Wüsste man nicht gern genau, welche Juristen in China, dem Maghreb und der Türkei in welchen Netzwerken dichter oder weniger eng zusammenhängen, um effizient Einfluss in rechtsstaatlicher Hinsicht nehmen zu können – oder wenn es heißt: Wollen wir sie reinlassen, aufnehmen in unseren Klüngel? Es wird ja, früher oder später, nicht allein um EU-Aufnahmeanträge gehen.

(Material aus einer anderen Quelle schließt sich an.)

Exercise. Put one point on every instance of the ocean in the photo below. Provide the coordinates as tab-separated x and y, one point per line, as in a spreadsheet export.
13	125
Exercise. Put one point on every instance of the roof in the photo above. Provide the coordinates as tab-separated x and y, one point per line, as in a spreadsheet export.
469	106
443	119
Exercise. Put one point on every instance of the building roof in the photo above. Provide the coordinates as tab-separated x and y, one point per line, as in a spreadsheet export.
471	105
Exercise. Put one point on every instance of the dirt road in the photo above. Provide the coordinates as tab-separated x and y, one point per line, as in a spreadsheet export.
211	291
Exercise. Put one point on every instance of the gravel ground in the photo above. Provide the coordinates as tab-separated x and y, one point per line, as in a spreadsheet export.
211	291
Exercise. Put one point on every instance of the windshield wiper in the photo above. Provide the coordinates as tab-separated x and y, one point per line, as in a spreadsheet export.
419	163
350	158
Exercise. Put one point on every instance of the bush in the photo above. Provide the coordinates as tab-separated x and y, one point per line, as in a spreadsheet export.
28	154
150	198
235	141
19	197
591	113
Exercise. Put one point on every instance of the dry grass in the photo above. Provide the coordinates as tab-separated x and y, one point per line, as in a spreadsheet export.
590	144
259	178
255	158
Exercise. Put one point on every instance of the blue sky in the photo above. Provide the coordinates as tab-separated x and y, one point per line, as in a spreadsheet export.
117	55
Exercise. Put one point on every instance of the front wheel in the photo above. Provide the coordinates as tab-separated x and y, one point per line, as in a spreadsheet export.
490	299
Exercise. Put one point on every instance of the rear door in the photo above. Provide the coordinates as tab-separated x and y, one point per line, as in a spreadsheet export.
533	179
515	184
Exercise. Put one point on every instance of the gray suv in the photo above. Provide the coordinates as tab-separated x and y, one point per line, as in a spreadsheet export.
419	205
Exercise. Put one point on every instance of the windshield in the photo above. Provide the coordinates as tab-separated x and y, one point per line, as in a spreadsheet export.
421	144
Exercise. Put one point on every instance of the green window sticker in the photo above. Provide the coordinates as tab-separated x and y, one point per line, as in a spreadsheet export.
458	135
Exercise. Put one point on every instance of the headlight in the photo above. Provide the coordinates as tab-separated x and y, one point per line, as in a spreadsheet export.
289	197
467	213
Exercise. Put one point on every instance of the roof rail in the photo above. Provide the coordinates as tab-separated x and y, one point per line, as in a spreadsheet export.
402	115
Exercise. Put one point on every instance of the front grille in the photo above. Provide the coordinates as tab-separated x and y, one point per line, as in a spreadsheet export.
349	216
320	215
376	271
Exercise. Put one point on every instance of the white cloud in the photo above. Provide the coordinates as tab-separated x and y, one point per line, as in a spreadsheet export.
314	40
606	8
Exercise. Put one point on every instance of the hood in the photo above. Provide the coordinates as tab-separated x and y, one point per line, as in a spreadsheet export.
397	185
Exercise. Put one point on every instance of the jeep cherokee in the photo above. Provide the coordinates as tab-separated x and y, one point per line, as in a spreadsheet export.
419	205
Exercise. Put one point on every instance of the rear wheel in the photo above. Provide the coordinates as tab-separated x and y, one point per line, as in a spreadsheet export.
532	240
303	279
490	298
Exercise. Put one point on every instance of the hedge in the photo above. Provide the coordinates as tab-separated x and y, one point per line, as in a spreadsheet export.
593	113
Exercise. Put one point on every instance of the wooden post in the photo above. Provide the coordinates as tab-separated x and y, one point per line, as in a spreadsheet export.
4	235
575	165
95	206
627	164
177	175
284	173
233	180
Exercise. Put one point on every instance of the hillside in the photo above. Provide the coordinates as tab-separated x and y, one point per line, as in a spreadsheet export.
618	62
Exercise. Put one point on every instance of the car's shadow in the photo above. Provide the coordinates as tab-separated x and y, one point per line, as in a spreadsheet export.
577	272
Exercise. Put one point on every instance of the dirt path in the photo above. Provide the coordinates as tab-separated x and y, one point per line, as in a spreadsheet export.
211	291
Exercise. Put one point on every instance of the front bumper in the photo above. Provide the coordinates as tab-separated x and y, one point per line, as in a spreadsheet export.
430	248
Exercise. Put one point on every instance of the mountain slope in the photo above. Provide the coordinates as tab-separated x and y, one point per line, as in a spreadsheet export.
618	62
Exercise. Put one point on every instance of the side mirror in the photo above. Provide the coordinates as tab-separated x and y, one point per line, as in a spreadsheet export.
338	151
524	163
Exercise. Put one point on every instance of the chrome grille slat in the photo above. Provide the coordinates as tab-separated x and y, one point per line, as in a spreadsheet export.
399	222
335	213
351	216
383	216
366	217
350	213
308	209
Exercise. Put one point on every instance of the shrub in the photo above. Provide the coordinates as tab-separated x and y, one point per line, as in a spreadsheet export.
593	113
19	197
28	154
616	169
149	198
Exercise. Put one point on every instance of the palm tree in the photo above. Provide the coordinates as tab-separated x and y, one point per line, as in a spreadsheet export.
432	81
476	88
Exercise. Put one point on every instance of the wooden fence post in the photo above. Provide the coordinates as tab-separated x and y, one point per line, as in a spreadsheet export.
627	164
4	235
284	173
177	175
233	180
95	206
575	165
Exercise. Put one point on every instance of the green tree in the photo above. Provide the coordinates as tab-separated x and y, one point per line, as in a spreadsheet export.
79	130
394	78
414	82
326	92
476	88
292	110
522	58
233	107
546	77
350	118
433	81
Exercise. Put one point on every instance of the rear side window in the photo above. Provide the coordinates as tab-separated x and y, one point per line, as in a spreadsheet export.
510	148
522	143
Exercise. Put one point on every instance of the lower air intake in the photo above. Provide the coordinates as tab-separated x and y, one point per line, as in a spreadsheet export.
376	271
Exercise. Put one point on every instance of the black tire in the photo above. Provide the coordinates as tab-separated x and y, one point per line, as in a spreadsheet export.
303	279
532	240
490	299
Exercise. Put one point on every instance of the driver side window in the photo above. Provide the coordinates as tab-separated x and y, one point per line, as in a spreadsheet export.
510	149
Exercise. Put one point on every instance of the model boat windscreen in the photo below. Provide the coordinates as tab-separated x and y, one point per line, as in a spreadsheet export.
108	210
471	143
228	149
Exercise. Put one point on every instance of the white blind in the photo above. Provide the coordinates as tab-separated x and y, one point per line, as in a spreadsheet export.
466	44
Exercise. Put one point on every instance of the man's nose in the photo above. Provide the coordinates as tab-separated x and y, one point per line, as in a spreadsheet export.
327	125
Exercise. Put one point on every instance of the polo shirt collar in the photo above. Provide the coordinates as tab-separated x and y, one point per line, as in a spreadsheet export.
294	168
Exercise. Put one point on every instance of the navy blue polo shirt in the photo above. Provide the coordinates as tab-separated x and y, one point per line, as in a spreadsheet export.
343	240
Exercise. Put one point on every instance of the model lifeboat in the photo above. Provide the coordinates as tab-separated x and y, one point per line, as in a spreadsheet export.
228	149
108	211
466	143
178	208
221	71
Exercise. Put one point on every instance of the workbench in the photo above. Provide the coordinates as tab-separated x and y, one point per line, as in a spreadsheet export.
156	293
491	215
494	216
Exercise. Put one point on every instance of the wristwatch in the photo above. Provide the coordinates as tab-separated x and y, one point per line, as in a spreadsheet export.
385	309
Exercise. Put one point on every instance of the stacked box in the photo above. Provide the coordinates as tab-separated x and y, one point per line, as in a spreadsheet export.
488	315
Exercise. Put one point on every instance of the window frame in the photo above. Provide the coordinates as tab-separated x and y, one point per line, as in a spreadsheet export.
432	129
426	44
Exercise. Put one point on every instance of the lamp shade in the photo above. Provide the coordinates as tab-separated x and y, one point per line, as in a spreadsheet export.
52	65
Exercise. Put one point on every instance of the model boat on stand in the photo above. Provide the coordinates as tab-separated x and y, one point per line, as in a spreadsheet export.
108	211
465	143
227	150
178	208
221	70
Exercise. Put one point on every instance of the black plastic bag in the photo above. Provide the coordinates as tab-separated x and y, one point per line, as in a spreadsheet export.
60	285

Haben sich Lawfirms aus der Volksrepublik China schon in deutsche eingekauft oder steht uns das noch bevor?

Hierzu würden Netzwerkanalysen, die regelmäßig vermutlich nicht viel mehr als eine Aufbereitung publizierter juristischer Materialien erfordern dürften, objektive Auskünfte geben. Das hülfe Geld sparen und wahrscheinlich auch Freiheitsrechte und sogar Menschenleben retten: Wie ist es um die objektive Netzwerkstärke von Richter Yilmaz oder Staatsanwalt Wang bestellt, den wir zum Deutschen Juristentag einladen möchten? Welchen Einfluss nimmt man mit der Einladung? Stärkt man ein gutes, schwächt man ein böses Netzwerk?

Dieter Simon hat unlängst mit gewohnter Bissigkeit angemerkt, dass zwischen der Doktorwürde eines Handwerkers, der sich um eine neue Ventilfunktion verdient gemacht hat und einer Juristendissertation zur Europarechtskompatibilität einer deutschen Norm kein qualitativer Unterschied bestehen müsse.

Mit juristischen Netzwerkanalysen ließe sich doch ein schönes neues Teilhandwerk erlernen. Menschen, die die großartige methodische Differenz zwischen Gutachten- und Urteilsstil begriffen haben, gibt es hierzulande doch langsam genug.

Literatur:
Von Michael Schnegg & Harmut Lang liegt online die ausführliche "Netzwerkanalyse. Eine praktische Einführung" vor (PDF, 55 Seiten).